Lesson 3: Multimodal Retrieval from Vector Stores¶
Note: We'll use downloaded videos, extracted frames, transcription,
and generated captions from Lesson 3.
These data is already included in the symlinked folder `shared_folder`.
If you haven't already practiced the lesson 3, we pre-populated them.
Setup¶
from mm_rag.embeddings.bridgetower_embeddings import (
BridgeTowerEmbeddings
)
from mm_rag.vectorstores.multimodal_lancedb import MultimodalLanceDB
import lancedb
import json
import os
from PIL import Image
from utils import load_json_file
from utils import display_retrieved_results
Setup LanceDB vectorstore¶
# declare host file
LANCEDB_HOST_FILE = "./shared_data/.lancedb"
# declare table name
TBL_NAME = "test_tbl"
# initialize vectorstore
db = lancedb.connect(LANCEDB_HOST_FILE)
Ingest Video Corpuses to LanceDB Using Langchain¶
Prepare Data¶
# load metadata files
vid1_metadata_path = './shared_data/videos/video1/metadatas.json'
vid2_metadata_path = './shared_data/videos/video2/metadatas.json'
vid1_metadata = load_json_file(vid1_metadata_path)
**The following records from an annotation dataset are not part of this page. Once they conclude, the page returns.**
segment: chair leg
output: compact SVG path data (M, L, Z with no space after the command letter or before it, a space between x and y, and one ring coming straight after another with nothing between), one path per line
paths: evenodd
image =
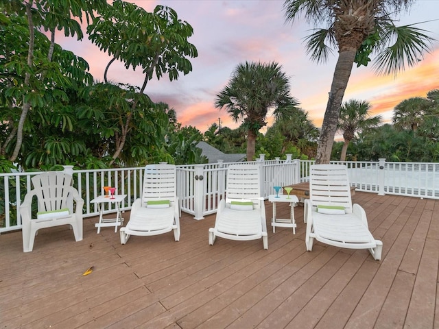
M214 228L209 228L209 244L210 245L213 245L213 243L215 243L215 229Z
M80 241L82 240L82 223L76 222L73 225L71 225L75 234L75 241Z
M34 249L34 241L30 245L30 229L23 226L21 230L21 234L23 236L23 252L32 252L32 249Z
M180 228L174 228L174 237L176 239L176 241L180 241Z
M268 236L267 234L262 236L262 242L263 243L263 249L268 250Z
M121 228L119 232L121 234L121 245L125 245L128 239L130 239L130 234L125 233L125 228Z
M369 249L369 252L372 254L375 260L381 260L381 253L383 252L383 243L379 240L376 240L377 247Z

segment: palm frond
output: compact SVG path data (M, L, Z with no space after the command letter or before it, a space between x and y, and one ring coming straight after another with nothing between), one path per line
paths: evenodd
M314 33L305 38L306 41L307 55L318 63L328 60L328 56L333 53L332 48L325 44L327 40L330 45L335 45L335 38L331 30L326 29L314 29Z
M393 74L412 67L424 58L425 52L431 51L432 41L426 31L414 25L396 27L392 23L381 26L380 36L384 48L374 60L373 69L379 75Z

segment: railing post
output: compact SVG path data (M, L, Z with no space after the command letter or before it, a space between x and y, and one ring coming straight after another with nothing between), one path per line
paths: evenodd
M193 176L193 212L194 219L203 219L203 208L204 206L204 164L195 164L195 175Z
M378 195L384 195L384 179L385 171L385 158L380 158L378 159L378 168L379 171L378 172Z
M256 160L256 164L259 167L259 186L261 186L261 195L264 196L265 195L264 182L265 178L264 177L263 164L265 162L265 154L261 154L259 159Z
M291 154L289 155L291 156ZM294 164L293 184L298 184L300 182L300 160L299 159L294 159L292 162Z
M224 162L222 160L218 160L218 168L224 168ZM226 171L219 170L217 174L218 179L218 195L217 197L217 204L220 204L220 201L226 195Z

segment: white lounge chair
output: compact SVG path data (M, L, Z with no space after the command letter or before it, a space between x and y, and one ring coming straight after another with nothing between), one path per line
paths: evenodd
M368 249L380 260L383 243L375 240L368 227L366 212L352 205L347 168L341 164L310 167L309 199L305 200L305 242L311 251L313 239L351 249Z
M226 181L226 197L218 205L215 227L209 230L209 245L217 236L238 241L262 238L264 249L268 249L259 166L232 164Z
M131 235L152 236L174 230L180 240L180 212L174 164L148 164L145 167L141 198L132 204L130 220L120 230L121 243Z
M34 189L25 196L20 206L23 221L23 251L32 252L35 235L41 228L70 225L75 240L82 240L84 200L71 186L71 175L62 171L40 173L32 179ZM36 218L32 218L32 199L38 201ZM75 208L73 211L73 202Z

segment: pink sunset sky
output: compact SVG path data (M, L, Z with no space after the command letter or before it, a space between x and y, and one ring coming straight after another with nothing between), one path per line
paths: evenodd
M169 82L167 76L153 80L146 87L155 102L169 104L177 113L179 122L204 132L221 118L222 126L235 128L224 109L214 106L216 95L226 86L239 63L246 61L276 62L290 77L291 94L309 114L317 127L323 119L328 92L337 54L324 64L312 62L307 56L303 38L313 27L304 21L286 24L283 0L139 0L130 1L151 12L156 5L171 7L180 19L192 25L189 38L198 51L198 57L190 59L193 71ZM416 25L429 31L428 35L439 40L439 1L418 0L409 13L399 17L397 25L426 22ZM85 31L85 29L84 29ZM63 48L84 58L95 80L103 81L104 70L110 58L84 38L78 42L64 38L61 34L56 42ZM366 100L372 105L372 114L381 114L390 122L394 107L414 97L425 97L429 90L439 88L439 43L418 65L406 69L395 77L377 76L370 65L353 69L344 101ZM141 70L126 70L121 64L113 64L108 72L113 82L141 86ZM272 122L269 120L269 122Z

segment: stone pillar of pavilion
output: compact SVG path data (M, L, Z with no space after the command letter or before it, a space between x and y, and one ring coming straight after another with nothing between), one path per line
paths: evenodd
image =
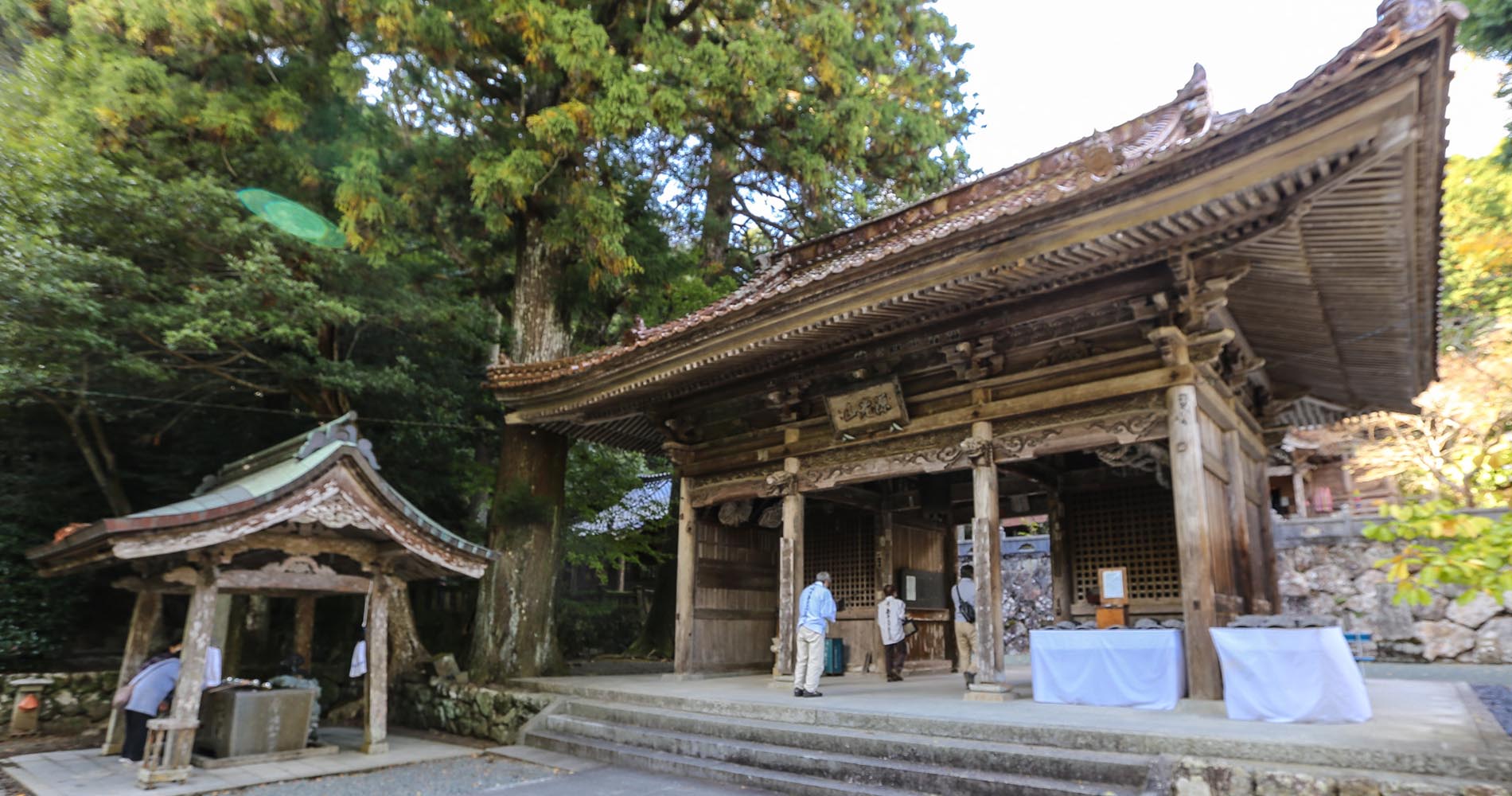
M1175 366L1191 365L1187 336L1175 327L1151 333ZM1208 495L1202 463L1202 428L1198 387L1175 384L1166 390L1170 427L1170 493L1176 507L1176 548L1181 561L1181 614L1185 623L1187 696L1222 699L1223 679L1208 628L1217 619L1213 589L1213 554L1208 549Z
M971 551L977 581L977 681L966 699L1007 699L1002 672L1002 545L998 539L998 466L992 454L992 424L971 424L962 443L971 459Z
M163 616L163 595L151 589L136 593L136 605L132 608L132 627L125 631L125 651L121 652L121 673L116 687L125 686L136 670L142 667L153 643L153 633ZM110 723L106 725L104 746L101 755L119 755L125 743L125 711L110 708Z
M389 575L373 572L367 592L367 714L363 746L369 755L389 751Z
M314 652L314 595L299 595L293 602L293 651L310 664Z
M136 772L136 784L150 788L160 782L189 779L194 735L200 728L200 696L204 690L204 660L215 631L216 571L201 558L195 566L194 593L184 617L183 649L178 651L178 683L174 707L166 719L147 722L147 755Z
M673 639L673 672L686 675L692 670L692 599L694 577L697 577L699 537L694 525L692 501L688 499L688 480L677 478L677 617Z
vid2_metadata = load_json_file(vid2_metadata_path)
# collect transcripts and image paths
vid1_trans = [vid['transcript'] for vid in vid1_metadata]
vid1_img_path = [vid['extracted_frame_path'] for vid in vid1_metadata]
vid2_trans = [vid['transcript'] for vid in vid2_metadata]
vid2_img_path = [vid['extracted_frame_path'] for vid in vid2_metadata]
Notes:
- We observe that the transcripts of frames extracted from video1 are usually fragmented and even an incomplete sentence. E.g., four more was just icing on the cake for a. Thus, such transcripts are not meaningful and are not helpful for retrieval. In addition, a long transcript that includes many information is also not helpful in retrieval. A naive solution to this issue is to augment such a transcript with the transcripts of n neighboring frames. It is advised that we should pick an individual n for each video such that the updated transcripts say one or two meaningful facts.
- It is ok to have updated transcripts of neighboring frames overlapped with each other.
- Changing the transcriptions which will be ingested into vector store along with their corresponding frames will affect directly the performance. It is advised that one needs to do diligent to experiment with one's data to get the best performance.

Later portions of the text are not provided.